A growing challenge - AI Bots Using Content Without Credit

I built and manage this website myself, so I find it important to understand how search engines and AI models interact with my website.

So I was happy to see Cloudflare's new AI Audit tool, which helps content creators regain control of their content from AI bots.

But first, let's talk about how search engines and AI bots interact with websites.

How search engines interact with your website

Search engines work by using web crawlers to automatically visit and analyze websites across the internet. These crawlers index the content of each page they visit (see diagram below).
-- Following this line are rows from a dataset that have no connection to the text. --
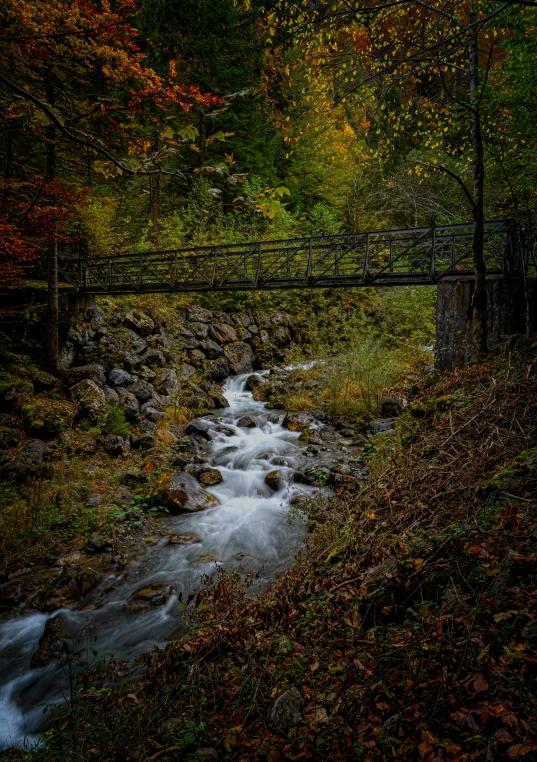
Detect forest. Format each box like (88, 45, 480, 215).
(1, 0, 537, 760)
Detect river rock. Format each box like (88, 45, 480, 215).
(269, 687, 304, 731)
(245, 374, 263, 391)
(126, 581, 173, 612)
(381, 397, 403, 418)
(224, 342, 254, 375)
(237, 415, 256, 428)
(185, 419, 212, 440)
(207, 358, 230, 381)
(198, 468, 223, 486)
(283, 412, 311, 432)
(125, 309, 154, 337)
(154, 472, 219, 513)
(103, 435, 126, 455)
(31, 614, 70, 668)
(69, 379, 107, 421)
(65, 363, 106, 386)
(264, 471, 281, 490)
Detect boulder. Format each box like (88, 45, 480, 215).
(69, 380, 106, 422)
(31, 614, 70, 668)
(123, 328, 148, 355)
(369, 419, 395, 434)
(185, 419, 212, 440)
(118, 470, 149, 486)
(363, 557, 401, 592)
(126, 581, 173, 612)
(189, 349, 207, 365)
(158, 369, 179, 394)
(21, 398, 74, 437)
(179, 363, 197, 380)
(144, 350, 166, 367)
(271, 325, 291, 347)
(381, 397, 403, 418)
(191, 321, 209, 339)
(140, 420, 157, 433)
(102, 386, 119, 404)
(131, 433, 155, 449)
(143, 407, 160, 423)
(126, 509, 142, 521)
(187, 306, 212, 323)
(209, 324, 239, 344)
(269, 687, 304, 731)
(224, 342, 254, 375)
(109, 368, 133, 387)
(265, 471, 280, 491)
(246, 374, 263, 391)
(283, 413, 311, 432)
(132, 382, 154, 403)
(123, 352, 142, 371)
(198, 468, 223, 487)
(103, 435, 126, 455)
(202, 340, 224, 359)
(207, 358, 230, 381)
(3, 439, 46, 476)
(237, 415, 256, 428)
(65, 363, 106, 387)
(119, 392, 140, 423)
(30, 370, 57, 392)
(154, 472, 219, 513)
(125, 309, 155, 337)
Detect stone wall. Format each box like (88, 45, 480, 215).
(435, 278, 537, 370)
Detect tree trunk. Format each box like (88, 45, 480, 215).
(45, 74, 59, 371)
(469, 3, 488, 358)
(151, 172, 160, 239)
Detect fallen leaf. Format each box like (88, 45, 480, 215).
(310, 661, 319, 672)
(473, 678, 489, 693)
(496, 729, 513, 744)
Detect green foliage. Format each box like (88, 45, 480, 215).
(99, 403, 130, 438)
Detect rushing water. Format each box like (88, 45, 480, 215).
(0, 371, 316, 750)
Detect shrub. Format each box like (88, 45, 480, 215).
(100, 403, 130, 438)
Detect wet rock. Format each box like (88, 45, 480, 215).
(126, 581, 173, 612)
(294, 467, 330, 487)
(270, 687, 304, 731)
(0, 430, 20, 449)
(265, 471, 280, 490)
(207, 391, 229, 409)
(246, 374, 263, 391)
(381, 397, 403, 418)
(119, 392, 140, 422)
(118, 470, 148, 485)
(202, 340, 224, 359)
(369, 418, 395, 434)
(31, 614, 70, 668)
(125, 309, 155, 337)
(192, 321, 210, 339)
(131, 433, 155, 449)
(187, 306, 212, 323)
(339, 428, 354, 438)
(75, 567, 101, 596)
(109, 369, 133, 387)
(290, 494, 311, 509)
(154, 472, 219, 513)
(283, 412, 311, 432)
(198, 468, 223, 486)
(167, 533, 201, 545)
(132, 381, 154, 403)
(66, 363, 106, 386)
(185, 419, 212, 440)
(207, 358, 230, 381)
(237, 415, 256, 428)
(224, 342, 254, 375)
(115, 486, 133, 506)
(103, 435, 126, 456)
(209, 323, 239, 344)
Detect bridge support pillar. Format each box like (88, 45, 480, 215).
(435, 279, 537, 370)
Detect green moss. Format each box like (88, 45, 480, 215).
(21, 397, 74, 438)
(29, 369, 57, 391)
(477, 448, 537, 497)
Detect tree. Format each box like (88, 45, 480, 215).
(277, 0, 537, 355)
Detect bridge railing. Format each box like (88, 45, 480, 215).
(56, 220, 526, 293)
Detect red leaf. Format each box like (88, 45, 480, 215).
(473, 678, 489, 693)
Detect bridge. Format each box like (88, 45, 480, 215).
(57, 220, 533, 294)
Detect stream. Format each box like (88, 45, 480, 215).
(0, 371, 317, 750)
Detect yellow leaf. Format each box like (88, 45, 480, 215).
(222, 731, 237, 753)
(310, 661, 319, 672)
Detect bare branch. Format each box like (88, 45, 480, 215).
(416, 160, 475, 209)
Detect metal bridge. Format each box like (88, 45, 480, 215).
(58, 220, 533, 294)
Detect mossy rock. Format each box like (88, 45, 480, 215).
(21, 397, 74, 438)
(29, 369, 57, 391)
(0, 373, 34, 411)
(477, 448, 537, 497)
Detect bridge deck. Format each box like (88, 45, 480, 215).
(57, 220, 531, 294)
So when a user searches for something, they get links to websites. Users can then visit these websites to read the full content. This process drives traffic back to the original content creators, helping them reach a wider audience and monetize their work.

How AI bots interact with your website

AI bots interact with websites differently.
They collect vast amounts of data to train large language models. Unlike search engines, AI bots often use this content without clear attribution or driving traffic back to the source.

This raises concerns about fair use and compensation for content creators.

Cloudflare's new AI Audit tool

Cloudflare's new AI Audit tool lets website owners see which AI bots are accessing their content and control that access. Content creators can also set prices for AI companies to access their content. It's a step towards fair compensation for content creators in the AI era.

Conclusion

Hopefully, this sets the ball rolling on responsible AI practices, and other website hosting platforms follow suit.

This news also makes me happy since I host my website on Cloudflare. :-)

For more details about Cloudflare's AI Audit Tool, check here and here.

Search engines v/s AI bots

graph TD
    A[Website Content] --> B{Content Access}
    B -->|Search Engine| C[Web Crawler]
    B -->|AI Bot| D[Data Collection]

    C --> E[Index Content]
    E --> F[User Search]
    F --> G[Provide Links]
    G --> H[User Visits Website]
    H --> I[Traffic to Original Content]
    I --> J[Monetization Opportunity]

    D --> K[Train AI Model]
    K --> L[Generate Content]
    L --> M[No Direct Attribution]
    M --> N[No Traffic to Original Content]
    N --> O[Limited Monetization Opportunity]